Vietnam Expects Faster Growth in 2015




Vietnam Is Targeting GDP Growth of 6.2% for 2015


HANOI—Vietnam’s prime minister said Monday he expects the country’s economy to expand at a quicker pace in 2015 as strong exports continue to drive growth.


The country is targeting gross domestic product growth of 6.2% for 2015, faster than projected growth of 5.8% for this year, Prime Minister Nguyen Tan Dung said during the opening session of the country’s National Assembly. Mr. Dung said exports in the first nine months of this year grew 14.4% while banks’ lending interest rates have fallen by around two percentage point year-to-date.


Vietnam has been trying to revive its economic growth by boosting exports to offset weak domestic demand. The government has also cut interest rates in an effort to jump-start business activity.


“Vietnam will try to maintain macroeconomic stability, continue its economic reform and improve its productivity and competitiveness,” Mr. Dung said. However, he said that economic reform is taking place slowly and the country faces geopolitical risks, such as territorial disputes in the South China Sea.


“Our country is facing numerous difficulties and challenges in 2015, so the targets set for next year are very challenging,” Mr. Dung said.


He said the government is expected to meet this year’s economic growth target of 5.8%. Government data showed GDP in the first nine months of this year grew 5.62% from a year earlier. Growth in the third quarter was 6.19%, quickening from 5.42% in the second quarter and 5.09% in the first quarter.


ANZ said last week it is skeptical about the government’s reported faster-than expected growth in the third quarter, adding that it maintains its forecast for 2014 economic growth at 5.6%. “Most domestic indicators are pointing to weaker growth prints compared to expansion over the same period last year ... and the weak inflation profile is a clear indicator that domestic demand is failing to gain traction,” it said.


Vietnam is aiming to keep inflation in 2015 at 5.0%, Mr. Dung said Monday, noting that this year’s inflation is expected to be below 5.0%, the lowest in decades.


Vo Tri Thanh, an economist with the government’s Central Institute of Economic Management, said an economic growth target of 6.2% for next year appears to be very challenging given the difficulties the economy is facing.


Growth has slowed significantly over recent years due to weak demand and high levels of bad debt in the banking system. Annual growth averaged 5.5% between 2011 and 2013 compared with 7.3% average GDP growth between 2001 and 2010.

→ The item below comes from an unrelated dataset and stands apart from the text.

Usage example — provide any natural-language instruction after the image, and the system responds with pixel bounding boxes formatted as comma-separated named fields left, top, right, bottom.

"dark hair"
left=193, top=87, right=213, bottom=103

Mr. Dung said the government will give more power to the Vietnam Asset Management Company, set up by the central bank last year, to help it better deal with nonperforming loans in the banking system. He said Vietnam is aiming to bring down the ratio of bad debt to bank loans to 3% by the end of 2015. The central bank said the ratio was 4.17% at the end of July.


“I think the most important thing is to continue restructuring the economy and revive investment sentiment,” Mr.Thanh said, adding that cleaning up bad debt in the banking system must remain a top priority.